# Curve fitting by Genetic Algorithm

11 views (last 30 days)
Juan Castillo on 18 Oct 2019
Commented: Star Strider on 23 Oct 2019
Hi everybody, I have a very simple theoric problem but I don't know how to resolve it.
I just wanna do a curve fitting like this:
I want the red line to fit the red dashed one as much as possible in the [0.3 - 0.6] interval.
The red line is a 100x1 vector (x-axis) and 100x1 vector (y-axis).
The red dashed curve is given by this equation (much longer, cropped here):
function [ d2 ] = d2_current( alpha,beta,phi,N,V )
d2 = (4903985730770845.*N.*(((exp(alpha.*(phi - V.*(beta - 1))) + 1).*((alpha.^2.*beta.^2.*exp(alpha.*...
end
Where V is the dependent variable, the previous 100x1 vector (x-axis) corresponding to the [0.3 - 0.6] interval.
The equation depends on 4 independent parameters, each one of them may be included in these intervals:
beta; from to a 1
alpha; from 0 to 15
N; from 0 to 300
phi; from 0 to 3
I have to vary these parameters in order to obtain the best fitting, note that the parameters value must be the same for one single fitting.
The first thing I did was 4 different 'for' loops for each parameter and try to compare each single result with the red curve my means of the euclidean distance. (simplified code):
cont = 0;
for beta = 0:0.01:1
for alpha = 0:0.01:15
for N = 0:1:300
for phi = 0:0.01:3
distance_euclidean(cont,1) = norm(current_red_curve - current_red_dashed_curve);
cont = cont + 1;
end
end
end
end
minim_eucl = min(distance_euclidean);
The minimum euclidean distance would be the best fitting.
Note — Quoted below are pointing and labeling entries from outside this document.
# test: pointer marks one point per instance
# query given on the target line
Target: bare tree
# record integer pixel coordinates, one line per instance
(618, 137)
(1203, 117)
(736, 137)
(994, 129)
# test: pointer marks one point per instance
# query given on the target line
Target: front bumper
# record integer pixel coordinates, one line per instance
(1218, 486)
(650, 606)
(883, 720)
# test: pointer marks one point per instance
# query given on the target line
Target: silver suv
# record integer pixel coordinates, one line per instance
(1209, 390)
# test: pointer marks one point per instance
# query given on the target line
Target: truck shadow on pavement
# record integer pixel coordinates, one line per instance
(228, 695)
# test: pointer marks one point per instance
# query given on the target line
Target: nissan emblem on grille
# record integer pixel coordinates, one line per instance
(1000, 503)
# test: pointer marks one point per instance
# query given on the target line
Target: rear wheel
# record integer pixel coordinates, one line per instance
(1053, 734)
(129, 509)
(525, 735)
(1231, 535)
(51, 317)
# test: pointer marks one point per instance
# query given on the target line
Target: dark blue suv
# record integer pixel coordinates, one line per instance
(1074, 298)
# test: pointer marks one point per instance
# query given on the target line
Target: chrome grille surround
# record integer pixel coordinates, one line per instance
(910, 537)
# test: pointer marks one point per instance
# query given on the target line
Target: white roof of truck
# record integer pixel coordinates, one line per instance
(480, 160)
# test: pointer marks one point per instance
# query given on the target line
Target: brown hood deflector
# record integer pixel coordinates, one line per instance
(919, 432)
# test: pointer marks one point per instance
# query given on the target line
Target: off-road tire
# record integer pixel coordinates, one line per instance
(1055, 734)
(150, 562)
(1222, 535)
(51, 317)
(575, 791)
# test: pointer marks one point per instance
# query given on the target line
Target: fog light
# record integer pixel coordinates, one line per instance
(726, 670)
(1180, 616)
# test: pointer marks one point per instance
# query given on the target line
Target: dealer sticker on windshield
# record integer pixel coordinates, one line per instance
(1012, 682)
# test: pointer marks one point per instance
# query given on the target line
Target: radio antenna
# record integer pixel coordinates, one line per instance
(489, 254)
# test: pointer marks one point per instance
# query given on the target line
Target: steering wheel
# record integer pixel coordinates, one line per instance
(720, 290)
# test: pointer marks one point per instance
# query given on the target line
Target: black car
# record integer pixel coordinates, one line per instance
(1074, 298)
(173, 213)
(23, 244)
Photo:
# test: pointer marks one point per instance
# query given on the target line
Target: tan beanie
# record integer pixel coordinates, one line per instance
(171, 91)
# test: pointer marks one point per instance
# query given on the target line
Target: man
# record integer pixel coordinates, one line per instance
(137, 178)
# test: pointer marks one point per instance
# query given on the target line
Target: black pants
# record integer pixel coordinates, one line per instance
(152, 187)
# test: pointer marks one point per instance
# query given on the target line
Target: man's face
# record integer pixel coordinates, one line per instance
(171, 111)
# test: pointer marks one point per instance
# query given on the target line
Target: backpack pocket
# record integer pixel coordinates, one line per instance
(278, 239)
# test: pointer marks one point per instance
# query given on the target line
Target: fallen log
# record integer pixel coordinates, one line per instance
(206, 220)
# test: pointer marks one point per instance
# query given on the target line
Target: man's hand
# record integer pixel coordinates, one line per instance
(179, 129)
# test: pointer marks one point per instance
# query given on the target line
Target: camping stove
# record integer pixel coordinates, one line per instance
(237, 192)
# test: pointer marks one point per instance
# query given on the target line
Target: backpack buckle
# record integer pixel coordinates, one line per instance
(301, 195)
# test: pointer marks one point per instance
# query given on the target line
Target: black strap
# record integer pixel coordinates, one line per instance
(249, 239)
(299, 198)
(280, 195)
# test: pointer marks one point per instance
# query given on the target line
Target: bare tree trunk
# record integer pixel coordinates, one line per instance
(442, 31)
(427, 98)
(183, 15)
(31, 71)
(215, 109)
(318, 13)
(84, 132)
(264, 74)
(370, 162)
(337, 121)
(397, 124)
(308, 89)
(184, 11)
For the graph example:
beta = 1;
alpha = 15;
N = 300;
phi = 0.45;
Everything is fine until this point, but there's a big problem: the computing time is just huge when the step in the 4 intervals decreases (needed because of the poor fitting).
Looking for better solutions I found the possible way to go: the genetic algorithm. I've been trying it on the Matlab optimization tool, but with no results.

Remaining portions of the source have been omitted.